The scientists found that the combination (Mediterranean-style meals and coQ10) improved antioxidant activity and reduced cellular oxidative stress in the subjects more successfully than the Mediterranean-style or Western-style diet alone.

The Mediterranean-style diet protocols also exhibited greater heart-protective benefits in comparison to the Western-style diet. The scientists noticed a significantly greater decrease in HDL cholesterol (the “good” cholesterol) levels in response to the Western-style meals.

Writing in the December issue of AGE, the authors concluded that the effect of the Mediterranean-style diet rich in olive oil, in combination with coQ10, may have “favorable effects on the aging process” and on the prevalence of age-related conditions.

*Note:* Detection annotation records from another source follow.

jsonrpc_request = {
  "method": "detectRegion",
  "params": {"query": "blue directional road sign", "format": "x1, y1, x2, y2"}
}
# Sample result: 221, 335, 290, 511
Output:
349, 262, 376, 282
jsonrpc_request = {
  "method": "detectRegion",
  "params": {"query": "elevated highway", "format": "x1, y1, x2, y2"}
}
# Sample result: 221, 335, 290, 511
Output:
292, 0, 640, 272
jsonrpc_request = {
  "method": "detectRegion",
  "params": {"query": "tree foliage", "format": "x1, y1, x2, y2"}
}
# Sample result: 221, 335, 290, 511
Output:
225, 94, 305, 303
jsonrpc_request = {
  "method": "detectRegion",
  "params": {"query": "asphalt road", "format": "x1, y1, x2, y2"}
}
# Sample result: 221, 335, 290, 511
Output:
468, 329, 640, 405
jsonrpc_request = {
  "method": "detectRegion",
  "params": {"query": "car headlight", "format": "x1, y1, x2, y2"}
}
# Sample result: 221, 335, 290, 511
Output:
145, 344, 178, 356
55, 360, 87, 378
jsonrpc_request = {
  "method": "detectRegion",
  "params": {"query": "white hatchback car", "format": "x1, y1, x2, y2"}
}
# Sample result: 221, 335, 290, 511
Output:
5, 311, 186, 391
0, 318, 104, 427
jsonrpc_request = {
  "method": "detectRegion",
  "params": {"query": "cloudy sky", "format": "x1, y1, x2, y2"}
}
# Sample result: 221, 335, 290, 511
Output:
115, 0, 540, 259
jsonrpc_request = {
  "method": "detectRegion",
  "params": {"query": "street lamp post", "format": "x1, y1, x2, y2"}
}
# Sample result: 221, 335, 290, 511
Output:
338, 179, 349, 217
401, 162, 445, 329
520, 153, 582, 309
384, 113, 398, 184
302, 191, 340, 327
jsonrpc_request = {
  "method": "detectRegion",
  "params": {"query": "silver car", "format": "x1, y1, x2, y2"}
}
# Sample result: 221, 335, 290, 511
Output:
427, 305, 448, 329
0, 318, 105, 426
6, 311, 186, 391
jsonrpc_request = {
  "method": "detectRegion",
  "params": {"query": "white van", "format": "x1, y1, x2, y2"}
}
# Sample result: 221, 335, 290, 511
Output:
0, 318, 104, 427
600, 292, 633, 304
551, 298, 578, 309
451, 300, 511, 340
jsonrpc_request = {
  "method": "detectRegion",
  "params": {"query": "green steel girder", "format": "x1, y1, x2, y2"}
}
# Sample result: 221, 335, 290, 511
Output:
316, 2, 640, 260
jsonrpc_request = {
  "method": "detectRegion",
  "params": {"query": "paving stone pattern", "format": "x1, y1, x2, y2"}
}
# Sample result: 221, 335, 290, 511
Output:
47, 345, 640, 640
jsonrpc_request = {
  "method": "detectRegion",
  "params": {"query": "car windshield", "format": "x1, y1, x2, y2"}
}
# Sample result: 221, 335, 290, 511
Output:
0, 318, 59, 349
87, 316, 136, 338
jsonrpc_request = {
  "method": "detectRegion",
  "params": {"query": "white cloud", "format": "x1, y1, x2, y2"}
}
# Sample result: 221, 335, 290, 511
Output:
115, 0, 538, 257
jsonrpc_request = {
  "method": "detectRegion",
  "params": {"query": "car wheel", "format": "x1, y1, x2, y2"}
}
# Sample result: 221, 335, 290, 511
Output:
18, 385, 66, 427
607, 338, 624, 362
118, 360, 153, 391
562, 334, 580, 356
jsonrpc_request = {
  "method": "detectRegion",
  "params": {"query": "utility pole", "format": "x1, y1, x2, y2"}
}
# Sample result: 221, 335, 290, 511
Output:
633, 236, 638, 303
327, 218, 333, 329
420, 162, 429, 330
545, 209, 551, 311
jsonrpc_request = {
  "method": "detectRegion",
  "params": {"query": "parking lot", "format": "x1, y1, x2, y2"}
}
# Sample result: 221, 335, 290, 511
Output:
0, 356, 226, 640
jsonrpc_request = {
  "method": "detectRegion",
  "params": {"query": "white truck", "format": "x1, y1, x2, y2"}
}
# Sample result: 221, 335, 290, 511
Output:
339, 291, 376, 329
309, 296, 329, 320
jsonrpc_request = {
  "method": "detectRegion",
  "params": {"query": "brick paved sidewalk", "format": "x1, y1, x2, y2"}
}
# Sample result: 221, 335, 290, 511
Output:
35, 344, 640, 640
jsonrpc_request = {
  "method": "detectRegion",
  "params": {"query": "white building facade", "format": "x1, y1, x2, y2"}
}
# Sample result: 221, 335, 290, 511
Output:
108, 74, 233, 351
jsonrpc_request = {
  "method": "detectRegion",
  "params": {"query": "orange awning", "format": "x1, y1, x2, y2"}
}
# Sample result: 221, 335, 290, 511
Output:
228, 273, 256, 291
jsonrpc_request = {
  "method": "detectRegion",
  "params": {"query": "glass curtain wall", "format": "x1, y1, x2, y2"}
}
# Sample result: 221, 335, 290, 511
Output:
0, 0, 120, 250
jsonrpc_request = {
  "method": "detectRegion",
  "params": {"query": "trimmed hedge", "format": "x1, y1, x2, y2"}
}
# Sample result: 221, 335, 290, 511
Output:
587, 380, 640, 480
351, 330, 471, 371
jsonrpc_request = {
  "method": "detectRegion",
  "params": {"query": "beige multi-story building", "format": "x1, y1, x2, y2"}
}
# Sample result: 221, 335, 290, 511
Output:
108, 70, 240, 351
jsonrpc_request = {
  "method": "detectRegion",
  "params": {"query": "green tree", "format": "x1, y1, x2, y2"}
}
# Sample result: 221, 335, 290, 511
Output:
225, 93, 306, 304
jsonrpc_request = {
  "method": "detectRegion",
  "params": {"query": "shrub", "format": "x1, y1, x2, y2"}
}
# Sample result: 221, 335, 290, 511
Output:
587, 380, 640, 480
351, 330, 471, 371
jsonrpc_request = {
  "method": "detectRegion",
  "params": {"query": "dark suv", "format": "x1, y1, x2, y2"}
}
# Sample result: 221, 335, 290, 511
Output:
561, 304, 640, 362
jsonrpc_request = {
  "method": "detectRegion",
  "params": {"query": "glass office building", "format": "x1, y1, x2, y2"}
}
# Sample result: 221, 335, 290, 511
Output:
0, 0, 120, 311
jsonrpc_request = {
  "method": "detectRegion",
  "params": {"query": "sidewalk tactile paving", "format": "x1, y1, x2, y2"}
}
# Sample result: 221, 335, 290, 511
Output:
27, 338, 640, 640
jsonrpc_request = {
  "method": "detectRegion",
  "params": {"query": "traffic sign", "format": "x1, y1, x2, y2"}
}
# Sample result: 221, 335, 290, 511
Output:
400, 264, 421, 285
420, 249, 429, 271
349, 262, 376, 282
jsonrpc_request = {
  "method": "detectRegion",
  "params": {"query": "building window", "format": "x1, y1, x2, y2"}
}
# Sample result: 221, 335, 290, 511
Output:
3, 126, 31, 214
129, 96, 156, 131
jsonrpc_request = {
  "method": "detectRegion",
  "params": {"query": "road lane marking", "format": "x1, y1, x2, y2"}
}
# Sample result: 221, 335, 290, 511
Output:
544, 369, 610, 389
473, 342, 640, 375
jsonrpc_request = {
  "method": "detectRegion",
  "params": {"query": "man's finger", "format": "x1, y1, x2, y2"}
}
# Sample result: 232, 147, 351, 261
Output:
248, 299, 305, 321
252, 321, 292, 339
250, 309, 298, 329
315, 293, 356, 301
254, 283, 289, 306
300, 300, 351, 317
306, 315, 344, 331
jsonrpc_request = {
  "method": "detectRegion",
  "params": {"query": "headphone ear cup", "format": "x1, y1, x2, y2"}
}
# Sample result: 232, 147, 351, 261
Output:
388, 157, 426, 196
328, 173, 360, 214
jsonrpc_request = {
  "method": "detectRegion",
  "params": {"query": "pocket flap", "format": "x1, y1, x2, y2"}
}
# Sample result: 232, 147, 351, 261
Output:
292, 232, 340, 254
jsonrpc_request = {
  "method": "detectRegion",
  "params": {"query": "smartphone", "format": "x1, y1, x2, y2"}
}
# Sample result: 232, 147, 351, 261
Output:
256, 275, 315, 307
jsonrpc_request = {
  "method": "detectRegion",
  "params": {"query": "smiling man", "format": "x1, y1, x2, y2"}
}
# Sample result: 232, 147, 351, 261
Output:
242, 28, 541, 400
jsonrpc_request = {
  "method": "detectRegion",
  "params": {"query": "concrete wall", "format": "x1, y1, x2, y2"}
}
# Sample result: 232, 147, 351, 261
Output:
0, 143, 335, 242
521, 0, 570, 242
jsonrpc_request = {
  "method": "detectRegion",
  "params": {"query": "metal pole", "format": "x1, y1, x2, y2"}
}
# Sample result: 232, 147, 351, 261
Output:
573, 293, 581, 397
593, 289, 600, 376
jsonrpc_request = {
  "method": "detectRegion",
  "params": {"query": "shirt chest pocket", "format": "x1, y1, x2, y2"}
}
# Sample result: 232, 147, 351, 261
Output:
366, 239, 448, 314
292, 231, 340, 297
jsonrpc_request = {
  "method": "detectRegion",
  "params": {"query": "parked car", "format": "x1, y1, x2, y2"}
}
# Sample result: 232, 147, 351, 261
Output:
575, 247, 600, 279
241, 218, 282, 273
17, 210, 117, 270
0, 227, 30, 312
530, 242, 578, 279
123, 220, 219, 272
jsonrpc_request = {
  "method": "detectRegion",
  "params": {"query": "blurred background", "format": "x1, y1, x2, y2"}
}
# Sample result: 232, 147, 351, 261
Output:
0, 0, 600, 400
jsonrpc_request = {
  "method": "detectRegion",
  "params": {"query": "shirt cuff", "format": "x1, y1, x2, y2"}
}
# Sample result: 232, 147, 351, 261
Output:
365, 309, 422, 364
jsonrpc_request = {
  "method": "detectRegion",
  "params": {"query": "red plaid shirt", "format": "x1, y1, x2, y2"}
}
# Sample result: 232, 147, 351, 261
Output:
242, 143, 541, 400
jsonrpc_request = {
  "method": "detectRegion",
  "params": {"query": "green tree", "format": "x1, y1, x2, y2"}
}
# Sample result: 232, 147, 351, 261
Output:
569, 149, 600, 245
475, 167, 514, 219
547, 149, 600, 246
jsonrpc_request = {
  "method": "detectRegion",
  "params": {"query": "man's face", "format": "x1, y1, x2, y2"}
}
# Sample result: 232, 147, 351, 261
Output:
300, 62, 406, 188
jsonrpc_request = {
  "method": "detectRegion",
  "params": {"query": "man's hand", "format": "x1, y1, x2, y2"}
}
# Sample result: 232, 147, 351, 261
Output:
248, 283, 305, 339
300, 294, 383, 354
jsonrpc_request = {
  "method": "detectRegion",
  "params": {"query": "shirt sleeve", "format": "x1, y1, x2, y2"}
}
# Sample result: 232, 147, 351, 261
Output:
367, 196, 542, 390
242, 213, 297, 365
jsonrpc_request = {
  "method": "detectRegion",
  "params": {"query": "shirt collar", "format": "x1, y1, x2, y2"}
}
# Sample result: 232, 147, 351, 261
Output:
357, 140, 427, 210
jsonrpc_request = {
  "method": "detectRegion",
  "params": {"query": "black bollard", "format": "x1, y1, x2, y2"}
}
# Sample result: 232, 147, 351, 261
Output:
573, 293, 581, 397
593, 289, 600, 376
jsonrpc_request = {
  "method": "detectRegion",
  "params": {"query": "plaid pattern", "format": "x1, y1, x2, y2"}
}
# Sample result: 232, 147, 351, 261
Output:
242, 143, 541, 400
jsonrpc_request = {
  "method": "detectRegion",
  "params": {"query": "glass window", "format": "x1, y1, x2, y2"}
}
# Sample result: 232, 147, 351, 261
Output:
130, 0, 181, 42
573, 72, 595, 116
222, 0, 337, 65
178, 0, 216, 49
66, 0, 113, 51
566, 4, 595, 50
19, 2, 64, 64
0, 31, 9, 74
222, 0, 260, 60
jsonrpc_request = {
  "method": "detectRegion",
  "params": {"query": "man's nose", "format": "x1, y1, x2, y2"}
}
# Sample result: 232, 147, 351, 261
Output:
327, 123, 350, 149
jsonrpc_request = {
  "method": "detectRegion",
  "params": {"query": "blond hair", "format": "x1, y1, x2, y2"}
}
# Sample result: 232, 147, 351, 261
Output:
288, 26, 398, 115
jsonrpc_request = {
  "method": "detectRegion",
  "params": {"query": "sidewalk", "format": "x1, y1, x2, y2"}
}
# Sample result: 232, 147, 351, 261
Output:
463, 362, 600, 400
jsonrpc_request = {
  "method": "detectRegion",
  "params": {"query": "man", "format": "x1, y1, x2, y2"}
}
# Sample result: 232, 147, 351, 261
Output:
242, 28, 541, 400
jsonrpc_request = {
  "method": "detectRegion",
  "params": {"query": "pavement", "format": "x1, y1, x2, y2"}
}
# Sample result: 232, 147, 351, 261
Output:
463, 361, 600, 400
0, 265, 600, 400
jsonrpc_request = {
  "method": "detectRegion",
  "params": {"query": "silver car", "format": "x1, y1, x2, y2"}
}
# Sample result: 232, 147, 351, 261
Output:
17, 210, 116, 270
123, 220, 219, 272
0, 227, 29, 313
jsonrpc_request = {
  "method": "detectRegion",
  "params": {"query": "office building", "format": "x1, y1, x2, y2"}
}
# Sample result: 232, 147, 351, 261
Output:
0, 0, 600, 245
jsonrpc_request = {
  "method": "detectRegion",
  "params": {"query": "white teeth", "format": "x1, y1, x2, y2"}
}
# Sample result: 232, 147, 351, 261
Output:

Previous studies, noted by the authors, have found that the olive-oil rich diet supplemented with coQ10 also improves capillary blood flow and helps maintain healthy blood pressure.

Mediterranean-style diet

A Mediterranean-style diet generally includes greater amounts of fruits, vegetables, whole grains, and olive oil; at least two servings of fish and seafood per week; moderate amounts of poultry, eggs, cheese and yogurt; and fewer meats and sweets.

In this study, the Mediterranean-style diet consisted of 15 percent of calories as protein, 47 percent as carbohydrate, and 38 percent as fat (24 percent monounsaturated fats [from virgin olive oil], 10 percent saturated fat, and 4 percent polyunsaturated fatty acid).

The Western-style diet consisted of 15 percent calories as protein, 47 percent as carbohydrate, and 38 percent as fat (12 percent monounsaturated fats, 22 percent saturated fats, and 4 percent polyunsaturated fats).

Several other studies have pointed to anti-aging benefits from the Mediterranean-style diet. One such study, just published by researchers at Rush University, of Chicago, in the American Journal of Clinical Nutrition linking the diet to a healthier brain in older age (2).

CoQ10 and Oxidative Stress

CoQ10 is a major fat-soluble antioxidant found in all cell membranes, especially within mitochondrial membranes. It’s one of the cell’s most potent scavengers of free radicals, neutralizing the lipid peroxyl radicals that damage cell membranes, proteins and DNA.

Antioxidants are the body’s first line of defense against free radicals and byproducts of metabolism that could lead to cellular decline and dysfunction.

The ability of humans to synthesize coQ10 declines 20 percent for every decade of life after the age of 21. This reduction leads to deficiency, weakness and fatigue throughout the body.

Lower coQ10 levels in tissues and cells can allow for more damage on nearby lipids, proteins and DNA. Because coQ10 is chiefly instrumental (along with selenium) for the regeneration of vitamin E, another potent fat-soluble antioxidant, the diminished coQ10 levels also lead to declines in levels of vitamin E.

Sources:

1. Yubero-Serrano EM, Delgado-Casado N, Delgado-Lista J et al. Postprandial antioxidant effect of the Mediterranean diet supplemented with coenzyme Q(10) in elderly men and women. Age (Dordr ) 2010.
2. Tangney CC, Kwasny MJ, Li H, Wilson RS, Evans DA, Morris MC. Adherence to a Mediterranean-type dietary pattern and cognitive decline in a community population. Am J Clin Nutr 2010.